CPU Bugs

Computers are made by humans, and thus inherently prone to errors. This page describes known bugs for various models and brands.

x86 misfeatures

ESP is not cleared

The x86 IRET will not clear upper bits of the stack register (32:16) when returning to 16-bit mode. As the result, the kernel high 16bit of ESP may be leaked to the userspace. Same is true for 64-bit kernel to 16-bit userspace transition.

NULL selector load may not clear MSR_GS_BASE

Intel CPUs do not specify what happens with MSR_GS_BASE if NULL selector is loaded. The Intel CPUs seem to load it with zero, AMD CPUs preserve the previous values (now documented in the AMD64 Architecture Programmer's Manual Volume 2: System Programming). This detail needs to be taken into account for the context switches, if kernel tries to optimize the slow MSR operations.

FXSAVE/FNSAVE

The Intel and AMD differ in what context is saved/restored. AMD CPUs do not save/restore certain parts (FIP/FOP) only when exception is pending (see CVE-2006-1056)

SYSRET

The Intel CPUs do not handle properly the non-canonical return address. If a non-canonical address is present in RCX when executing SYSRET, a General Protection Fault will be taken in CPL0 with CPL3 registers. (see CVE-2006-0744)

SS selector

On AMD CPU, SS selector may become unusable when in-kernel interrupt arrives (sets SS to NULL) and thread is switched and returned to userspace via SYSRET. The numerical SS value is correct however the descriptor cache is wrong. This affects only the 32-bit compatibility mode usage of SS.

Nesting of NMI interrupt

If CPU is executing the NMI interrupt handler, CPU guarantees to keep NMI masked until the IRET is executed. However if for some reason NMI triggers some other exception, which executes IRET then the NMI may trigger again, possibly overwriting its own stack as on AMD64 it runs with IST stack (fun starts if SMI is triggering IRET for some reason).

Intel

Transactional Synchronization eXtensions (TSX) Bug

In August 2014, Intel announced that a bug exists in the TSX implementation on Haswell, Haswell-E, Haswell-EP and early Broadwell CPUs, which resulted in disabling the TSX feature on affected CPUs via a microcode update. The bug was fixed in F-0 steppings of the vPro-enabled Core M-5Y70 Broadwell CPU in November 2014.
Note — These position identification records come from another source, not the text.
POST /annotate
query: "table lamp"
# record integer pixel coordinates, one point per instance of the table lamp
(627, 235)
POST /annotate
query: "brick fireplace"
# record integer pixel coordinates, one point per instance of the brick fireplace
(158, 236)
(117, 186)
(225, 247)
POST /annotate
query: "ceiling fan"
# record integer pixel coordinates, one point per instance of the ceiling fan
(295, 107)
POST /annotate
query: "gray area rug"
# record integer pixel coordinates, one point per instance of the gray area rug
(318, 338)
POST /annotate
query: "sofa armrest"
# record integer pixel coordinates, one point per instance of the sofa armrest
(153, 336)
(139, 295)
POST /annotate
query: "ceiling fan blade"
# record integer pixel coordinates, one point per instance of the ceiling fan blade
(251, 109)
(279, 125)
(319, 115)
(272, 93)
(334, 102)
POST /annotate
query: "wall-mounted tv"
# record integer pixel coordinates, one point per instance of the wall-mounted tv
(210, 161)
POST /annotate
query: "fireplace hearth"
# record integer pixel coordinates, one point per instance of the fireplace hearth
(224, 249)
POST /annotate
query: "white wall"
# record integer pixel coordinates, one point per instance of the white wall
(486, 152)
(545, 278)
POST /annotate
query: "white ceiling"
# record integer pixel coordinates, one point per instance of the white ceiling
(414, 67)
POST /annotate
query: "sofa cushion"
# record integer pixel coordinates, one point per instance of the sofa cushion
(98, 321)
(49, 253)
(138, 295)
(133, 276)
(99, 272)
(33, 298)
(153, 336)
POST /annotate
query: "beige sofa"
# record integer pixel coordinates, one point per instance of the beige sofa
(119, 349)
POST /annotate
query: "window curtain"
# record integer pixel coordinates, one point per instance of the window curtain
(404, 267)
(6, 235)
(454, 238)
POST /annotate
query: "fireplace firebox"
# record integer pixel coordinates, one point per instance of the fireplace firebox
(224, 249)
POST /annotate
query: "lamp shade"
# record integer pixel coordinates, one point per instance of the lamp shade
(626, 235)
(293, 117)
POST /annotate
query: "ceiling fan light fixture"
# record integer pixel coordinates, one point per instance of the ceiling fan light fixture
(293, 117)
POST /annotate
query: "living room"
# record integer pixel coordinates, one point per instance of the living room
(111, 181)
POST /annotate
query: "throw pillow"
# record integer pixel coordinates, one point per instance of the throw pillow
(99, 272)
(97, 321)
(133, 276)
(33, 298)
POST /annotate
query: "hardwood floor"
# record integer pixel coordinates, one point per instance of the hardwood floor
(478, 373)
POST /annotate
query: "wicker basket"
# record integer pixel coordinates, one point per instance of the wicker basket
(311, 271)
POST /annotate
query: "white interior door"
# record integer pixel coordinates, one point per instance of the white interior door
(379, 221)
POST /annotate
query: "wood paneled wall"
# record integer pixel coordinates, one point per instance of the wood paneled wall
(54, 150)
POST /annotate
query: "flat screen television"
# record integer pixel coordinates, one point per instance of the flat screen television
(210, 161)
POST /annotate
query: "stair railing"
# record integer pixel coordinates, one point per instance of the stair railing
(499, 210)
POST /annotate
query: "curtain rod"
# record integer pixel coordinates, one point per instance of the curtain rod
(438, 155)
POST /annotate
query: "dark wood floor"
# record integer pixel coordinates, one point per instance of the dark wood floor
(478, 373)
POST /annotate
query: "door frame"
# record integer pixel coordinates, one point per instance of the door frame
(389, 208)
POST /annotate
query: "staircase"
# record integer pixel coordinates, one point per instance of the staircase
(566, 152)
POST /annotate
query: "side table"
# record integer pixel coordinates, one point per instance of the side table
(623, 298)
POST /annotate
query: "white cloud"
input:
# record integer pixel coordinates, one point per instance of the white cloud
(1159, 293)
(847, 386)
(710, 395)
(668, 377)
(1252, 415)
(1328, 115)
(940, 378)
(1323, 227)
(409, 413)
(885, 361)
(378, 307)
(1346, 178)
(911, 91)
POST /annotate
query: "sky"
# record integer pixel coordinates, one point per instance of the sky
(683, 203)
Extended Page Table (EPT) Bug

A MOV to CR3 when EPT is enabled may lead to an unexpected page fault or an incorrect page translation.

Affected processors:

Intel Xeon E5-#### v2, where #### is a 4-digit number, optionally followed by a letter.
Intel Xeon E7-#### v2, where #### is a 4-digit number.
Intel Xeon E3-12## v2, where ## is a 2-digit number, optionally followed by a letter.

F00F Bug

Affects: Intel i586 series (Pentium 1, Pentium MMX, Pentium Overdrive, Pentium MMX Overdrive)

This bug is caused by executing LOCK CMPXCHG8B eax (F0 0F C7 C8) By containing two opcode errors, an unallowed lock and a non-memory target, together with trying to cache the results, it confuses the cpu to enter a deadlock state, locking up the entire computer involved.

To fix this bug, the IDT entry containing the invalid opcode should be marked as uncacheable or writethrough to eliminate one necessary factor, or by marking the same page as not-writable which further confuses the processor, this time into the pagefault handler instead of into a deadlock. If paging is to be left disabled, the only workaround is to disable the cpu's caches, which is far from efficient. Further discussion of various solutions is presented here.

We can check, if the processor is Pentium through the CPUID instruction. Calling it with EAX=1 will return the CPU signature in EAX. We can extract the Family Number from the CPU signature and compare it with 5, because the Pentium belongs to Family 5.

FDIV bug

The Pentium FDIV bug is a bug in the Intel P5 Pentium floating point unit (FPU). Because of the bug, the processor can return incorrect decimal results, an issue troublesome for the precise calculations needed in fields like math and science. Discovered by Professor Thomas R. Nicely at Lynchburg College, Intel attributed the error to missing entries in the lookup table used by the floating-point division circuitry.

This problem occurs only on some models of the original Pentium processor. Any Pentium family processor with a clock speed of at least 120 MHz is new enough not to have this bug.

Buggy HLT

Some of the first 100 MHz Intel DX chips had a buggy HLT state, prompting the developers of Linux to implement a "no-hlt" option for use when running on those chips, but this was fixed in later chips.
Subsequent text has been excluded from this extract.